Scale Invariance Breaking and Discrete Phase Invariance in Few-Body Problems

TL;DR

This paper explores how continuous scale invariance in quantum mechanics can be broken to discrete phase invariance, revealing new symmetry-breaking phenomena in few-body quantum systems with inverse-square potentials and magnetic fluxes.

Contribution

It introduces the concept of discrete phase invariance as a new form of symmetry breaking in quantum mechanics and provides multiple examples involving few-body problems with magnetic flux.

Findings

Continuous scale invariance can be broken to discrete phase invariance.

Discrete phase invariance appears as poles on Riemann sheets of the S-matrix.

Examples include Aharonov-Bohm problem and few-body systems with magnetic flux.

Abstract

Scale invariance in quantum mechanics can be broken in several ways. A well-known example is the breakdown of continuous scale invariance to discrete scale invariance, whose typical realization is the Efimov effect of three-body problems. Here we discuss yet another discrete symmetry to which continuous scale invariance can be broken: discrete phase invariance. We first revisit the one-body problem on the half line in the presence of an inverse-square potential -- the simplest example of nontrivial scale-invariant quantum mechanics -- and show that continuous scale invariance can be broken to discrete phase invariance in a small window of coupling constant.

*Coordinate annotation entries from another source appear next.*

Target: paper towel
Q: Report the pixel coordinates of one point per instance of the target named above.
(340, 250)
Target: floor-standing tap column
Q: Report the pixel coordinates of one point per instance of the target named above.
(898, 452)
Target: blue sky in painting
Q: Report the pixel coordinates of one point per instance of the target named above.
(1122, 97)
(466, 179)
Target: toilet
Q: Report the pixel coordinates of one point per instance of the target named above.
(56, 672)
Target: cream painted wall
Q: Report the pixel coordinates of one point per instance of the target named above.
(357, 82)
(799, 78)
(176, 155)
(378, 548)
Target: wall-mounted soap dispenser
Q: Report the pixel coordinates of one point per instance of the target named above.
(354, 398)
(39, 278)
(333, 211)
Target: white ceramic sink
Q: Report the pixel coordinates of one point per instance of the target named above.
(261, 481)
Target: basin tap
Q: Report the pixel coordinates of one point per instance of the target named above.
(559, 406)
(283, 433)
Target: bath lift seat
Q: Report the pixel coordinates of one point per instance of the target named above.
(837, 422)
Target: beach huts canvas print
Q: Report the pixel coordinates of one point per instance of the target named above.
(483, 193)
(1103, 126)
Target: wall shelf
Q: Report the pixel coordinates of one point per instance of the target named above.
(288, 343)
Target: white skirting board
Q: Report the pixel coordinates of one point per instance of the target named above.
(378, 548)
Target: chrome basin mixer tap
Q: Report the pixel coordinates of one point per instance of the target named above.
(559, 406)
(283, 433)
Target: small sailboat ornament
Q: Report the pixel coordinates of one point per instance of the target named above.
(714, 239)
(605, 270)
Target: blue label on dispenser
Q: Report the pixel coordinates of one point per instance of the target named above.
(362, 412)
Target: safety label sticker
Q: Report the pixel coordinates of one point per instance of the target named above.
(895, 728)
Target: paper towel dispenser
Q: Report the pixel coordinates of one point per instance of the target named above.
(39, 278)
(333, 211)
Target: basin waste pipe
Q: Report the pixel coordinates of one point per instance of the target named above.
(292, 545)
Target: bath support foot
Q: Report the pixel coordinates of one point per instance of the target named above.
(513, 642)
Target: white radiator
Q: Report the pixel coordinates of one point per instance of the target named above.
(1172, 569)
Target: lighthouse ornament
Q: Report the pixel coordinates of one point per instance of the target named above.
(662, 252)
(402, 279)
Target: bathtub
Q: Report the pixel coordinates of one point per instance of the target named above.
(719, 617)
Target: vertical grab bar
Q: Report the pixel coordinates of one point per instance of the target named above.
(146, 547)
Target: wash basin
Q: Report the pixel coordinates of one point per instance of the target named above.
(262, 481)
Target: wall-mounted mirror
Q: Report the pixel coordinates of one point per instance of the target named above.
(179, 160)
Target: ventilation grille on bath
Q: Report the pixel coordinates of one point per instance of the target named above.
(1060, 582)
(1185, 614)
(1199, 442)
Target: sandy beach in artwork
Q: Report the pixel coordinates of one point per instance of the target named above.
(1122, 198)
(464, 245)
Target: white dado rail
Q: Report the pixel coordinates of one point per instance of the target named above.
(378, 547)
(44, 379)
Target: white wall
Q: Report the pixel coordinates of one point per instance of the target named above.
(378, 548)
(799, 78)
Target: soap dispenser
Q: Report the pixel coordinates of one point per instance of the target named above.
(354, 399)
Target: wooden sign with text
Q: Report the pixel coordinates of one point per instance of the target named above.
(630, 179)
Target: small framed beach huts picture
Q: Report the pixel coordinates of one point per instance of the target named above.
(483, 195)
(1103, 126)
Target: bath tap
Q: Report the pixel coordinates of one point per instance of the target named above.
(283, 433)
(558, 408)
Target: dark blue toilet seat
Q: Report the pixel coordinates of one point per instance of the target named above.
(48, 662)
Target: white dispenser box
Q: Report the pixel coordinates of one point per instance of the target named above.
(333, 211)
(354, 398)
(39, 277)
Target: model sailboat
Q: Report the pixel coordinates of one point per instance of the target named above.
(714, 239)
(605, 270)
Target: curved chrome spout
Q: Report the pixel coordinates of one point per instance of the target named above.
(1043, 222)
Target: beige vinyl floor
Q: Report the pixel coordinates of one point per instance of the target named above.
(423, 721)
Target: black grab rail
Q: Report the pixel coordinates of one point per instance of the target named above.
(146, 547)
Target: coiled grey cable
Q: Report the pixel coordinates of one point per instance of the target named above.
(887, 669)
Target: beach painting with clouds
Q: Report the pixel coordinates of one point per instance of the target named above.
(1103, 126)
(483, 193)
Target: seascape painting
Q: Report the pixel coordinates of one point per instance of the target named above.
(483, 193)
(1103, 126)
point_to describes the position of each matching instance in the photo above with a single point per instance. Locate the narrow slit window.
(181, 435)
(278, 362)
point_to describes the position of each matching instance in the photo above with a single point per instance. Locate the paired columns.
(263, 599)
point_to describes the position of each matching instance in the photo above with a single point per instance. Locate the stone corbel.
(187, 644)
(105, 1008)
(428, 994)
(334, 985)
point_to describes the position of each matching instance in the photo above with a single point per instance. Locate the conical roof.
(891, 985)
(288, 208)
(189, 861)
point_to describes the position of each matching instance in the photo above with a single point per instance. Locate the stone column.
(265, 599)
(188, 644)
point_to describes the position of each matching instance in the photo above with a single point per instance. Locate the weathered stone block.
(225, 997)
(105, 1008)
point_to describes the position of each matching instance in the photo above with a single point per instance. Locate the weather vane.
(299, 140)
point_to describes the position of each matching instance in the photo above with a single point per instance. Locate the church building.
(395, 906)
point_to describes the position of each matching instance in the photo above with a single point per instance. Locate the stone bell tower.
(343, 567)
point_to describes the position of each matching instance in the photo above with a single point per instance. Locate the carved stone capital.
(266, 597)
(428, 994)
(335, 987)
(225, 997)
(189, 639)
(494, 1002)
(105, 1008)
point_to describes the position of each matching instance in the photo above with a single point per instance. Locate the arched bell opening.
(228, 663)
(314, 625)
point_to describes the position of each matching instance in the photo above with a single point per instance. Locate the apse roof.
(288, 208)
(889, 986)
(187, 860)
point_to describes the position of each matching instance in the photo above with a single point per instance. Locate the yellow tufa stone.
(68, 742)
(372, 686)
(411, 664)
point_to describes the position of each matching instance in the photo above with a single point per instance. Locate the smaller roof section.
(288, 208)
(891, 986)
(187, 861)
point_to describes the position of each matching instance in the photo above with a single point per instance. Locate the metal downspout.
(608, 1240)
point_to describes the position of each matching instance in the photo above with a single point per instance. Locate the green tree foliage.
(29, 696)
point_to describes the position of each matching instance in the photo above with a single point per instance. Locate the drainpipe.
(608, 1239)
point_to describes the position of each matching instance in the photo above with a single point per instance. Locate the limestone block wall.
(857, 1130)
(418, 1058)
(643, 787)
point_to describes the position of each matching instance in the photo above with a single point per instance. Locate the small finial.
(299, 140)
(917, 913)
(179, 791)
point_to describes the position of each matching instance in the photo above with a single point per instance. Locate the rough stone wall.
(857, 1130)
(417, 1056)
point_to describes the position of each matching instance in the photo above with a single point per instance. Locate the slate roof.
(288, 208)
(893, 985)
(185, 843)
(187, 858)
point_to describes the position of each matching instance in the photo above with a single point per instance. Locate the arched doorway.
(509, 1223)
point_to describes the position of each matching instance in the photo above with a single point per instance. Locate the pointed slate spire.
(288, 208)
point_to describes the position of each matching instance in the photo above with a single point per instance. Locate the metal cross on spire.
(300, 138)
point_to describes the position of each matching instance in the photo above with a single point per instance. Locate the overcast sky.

We also show that discrete phase invariance manifests itself as circularly distributed simple poles on Riemann sheets of the S-matrix. We then present three examples of few-body problems that exhibit discrete phase invariance. These examples are the one-body Aharonov-Bohm problem, a two-body problem of nonidentical particles in two dimensions, and a three-body problem of nonidentical particles in one dimension, all of which contain a codimension-two ``magnetic'' flux in configuration spaces.